Electrospray ionization mass spectrometry and ion mobility analysis of the 20S proteasome complex

Mass spectrometry and gas phase ion mobility [gas phase electrophoretic macromolecule analyzer (GEMMA)] with electrospray ionization were used to characterize the structure of the noncovalent 28-subunit 20S proteasome from Methanosarcina thermophila and rabbit. ESI-MS measurements with a quadrupole time-of-flight analyzer of the 192 kDa alpha(7)-ring and the intact 690 kDa alpha(7)beta(7)beta(7)alpha(7) are consistent with their expected stoichiometries. Collisionally activated dissociation of the 20S gas phase complex yields loss of individual alpha-subunits only, and it is generally consistent with the known alpha(7)beta(7)beta(7)alpha(7) architecture. The analysis of the binding of a reversible inhibitor to the 20S proteasome shows the expected stoichiometry of one inhibitor for each beta-subunit.

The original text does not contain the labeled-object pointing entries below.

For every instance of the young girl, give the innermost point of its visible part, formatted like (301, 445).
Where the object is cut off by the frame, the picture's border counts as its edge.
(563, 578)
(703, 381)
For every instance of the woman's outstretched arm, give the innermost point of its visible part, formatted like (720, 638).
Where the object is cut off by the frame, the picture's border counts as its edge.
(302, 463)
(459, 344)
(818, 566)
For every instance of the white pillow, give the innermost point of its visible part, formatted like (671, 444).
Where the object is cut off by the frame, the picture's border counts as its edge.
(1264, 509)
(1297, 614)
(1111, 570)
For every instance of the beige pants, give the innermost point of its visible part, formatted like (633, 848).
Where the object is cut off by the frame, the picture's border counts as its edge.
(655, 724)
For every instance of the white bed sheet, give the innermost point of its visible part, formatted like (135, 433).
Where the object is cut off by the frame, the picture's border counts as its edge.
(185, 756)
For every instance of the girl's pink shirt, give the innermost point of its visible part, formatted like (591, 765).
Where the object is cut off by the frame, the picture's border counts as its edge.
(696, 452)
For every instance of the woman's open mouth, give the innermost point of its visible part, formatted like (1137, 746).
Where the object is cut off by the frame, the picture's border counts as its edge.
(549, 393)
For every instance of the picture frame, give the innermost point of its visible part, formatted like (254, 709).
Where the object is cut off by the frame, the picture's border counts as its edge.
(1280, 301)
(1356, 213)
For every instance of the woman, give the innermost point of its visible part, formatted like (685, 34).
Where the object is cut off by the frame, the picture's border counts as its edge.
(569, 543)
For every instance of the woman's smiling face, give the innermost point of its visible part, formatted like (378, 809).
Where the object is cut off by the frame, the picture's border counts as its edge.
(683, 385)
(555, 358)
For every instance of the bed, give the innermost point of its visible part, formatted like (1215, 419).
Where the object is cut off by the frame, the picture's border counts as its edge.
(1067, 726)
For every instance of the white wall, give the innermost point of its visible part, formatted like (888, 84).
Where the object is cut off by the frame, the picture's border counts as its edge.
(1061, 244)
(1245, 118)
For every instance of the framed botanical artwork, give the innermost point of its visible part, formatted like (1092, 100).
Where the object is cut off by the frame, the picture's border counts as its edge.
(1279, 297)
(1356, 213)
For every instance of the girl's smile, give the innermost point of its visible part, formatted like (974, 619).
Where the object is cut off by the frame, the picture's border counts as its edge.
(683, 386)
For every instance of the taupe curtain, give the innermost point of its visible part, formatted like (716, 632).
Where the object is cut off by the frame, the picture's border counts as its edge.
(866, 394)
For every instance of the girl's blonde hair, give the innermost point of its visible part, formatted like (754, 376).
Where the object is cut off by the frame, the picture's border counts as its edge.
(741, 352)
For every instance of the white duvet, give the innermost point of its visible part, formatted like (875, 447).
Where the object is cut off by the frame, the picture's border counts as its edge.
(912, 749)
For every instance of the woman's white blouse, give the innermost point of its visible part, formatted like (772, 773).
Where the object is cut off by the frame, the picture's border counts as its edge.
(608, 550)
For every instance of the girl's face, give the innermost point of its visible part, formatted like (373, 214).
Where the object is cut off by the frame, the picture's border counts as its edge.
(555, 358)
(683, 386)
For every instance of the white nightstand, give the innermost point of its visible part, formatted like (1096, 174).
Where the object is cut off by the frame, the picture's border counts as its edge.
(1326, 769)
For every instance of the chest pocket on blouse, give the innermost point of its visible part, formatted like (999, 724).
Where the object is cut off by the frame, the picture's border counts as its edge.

Ion mobility measurements of the alpha(7)-ring and the alpha(7)beta(7)beta(7)alpha(7) complex yield electrophoretic diameters of 10.9 and 15.1 nm, respectively; these dimensions are similar to, those measured by crystallographic methods. Sequestration of multiple apo-myoglobin substrates by a lactacystin-inhibited 20S proteasome is demonstrated by GEMMA experiments. This study suggests that many elements of the gas phase structure of large protein complexes are preserved upon desolvation, and that methods such as mass spectrometry and ion mobility analysis can reveal structural details of the solution protein complex. (c) 2005 American Society for Mass Spectrometry.